As to the second argument that additional discovery was not proportional, the Court stated:
Defendants’ “withholding of these four relevant documents—emails that are responsive to the search terms and say either ’Serenity‘ or ’Friedel‘—without any showing of burden that would render production out of proportion to the needs of the case was improper.”
My comment – It’s 4 emails, not 40,000.
And as to the last argument the Court simply stated, “[a] party cannot unilaterally decide that there has been enough discovery on a given topic.”
The Court also stated that these four emails may indicate that other relevant ESI was being withheld and ordered Defendant “to produce all non-privileged, relevant documents that include the search terms ’Serenity‘ or ’Friedel’.”
Discovery Procedures Must be Defensible
In my opinion this appears to be either hide the ball tactics or ignorance on the side of the defendants’. Neither one is good. Plaintiff was right to question the production of relevant ESI based on the inconsistencies with the hit list and number of produced documents.
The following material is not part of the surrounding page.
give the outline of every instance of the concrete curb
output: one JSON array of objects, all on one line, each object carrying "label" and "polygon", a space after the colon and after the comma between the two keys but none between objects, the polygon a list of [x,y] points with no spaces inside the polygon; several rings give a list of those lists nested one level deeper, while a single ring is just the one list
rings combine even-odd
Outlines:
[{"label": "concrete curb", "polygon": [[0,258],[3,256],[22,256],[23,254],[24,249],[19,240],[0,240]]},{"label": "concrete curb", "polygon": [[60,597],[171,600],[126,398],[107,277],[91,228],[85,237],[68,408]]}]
However, I would have gone a few steps further and questioned defendants’ counsel on how they conducted discovery.
- Did they hire an outside expert or eDiscovery vendor to assist with their discovery obligations?
- What specific software applications were used to conduct the search and production?
- What method of search did they use?
- Was the entire universe of documents in play completely indexed and searched?
- What about documents not containing text (i.e. non-text PDF files)?
What about the privilege log issue? Plaintiffs’ contention was that it only listed 3 emails and the log itself was deplete of information that would allow Plaintiff or the Court to evaluate whether privilege applies. I am assuming they listed 3 emails and provided no corresponding metadata such as sender, recipient, subject, etc. That’s not a privilege log.
Plaintiffs asked the Court to waive privilege due to these deficiencies, but the Court denied the request and instead ordered Defendant to produce an adequate log at a later date.
More hide the ball or plain ignorance on the part of the Defendant? As Oscar Wilde said: “Ignorance is like a delicate exotic fruit; touch it and the bloom is gone.” I’m not 100% positive but I think that translates to: If you are facing a discovery request and you are a delicate exotic fruit then find an expert gardener or you could end up in a worse situation than missing a bloom or two.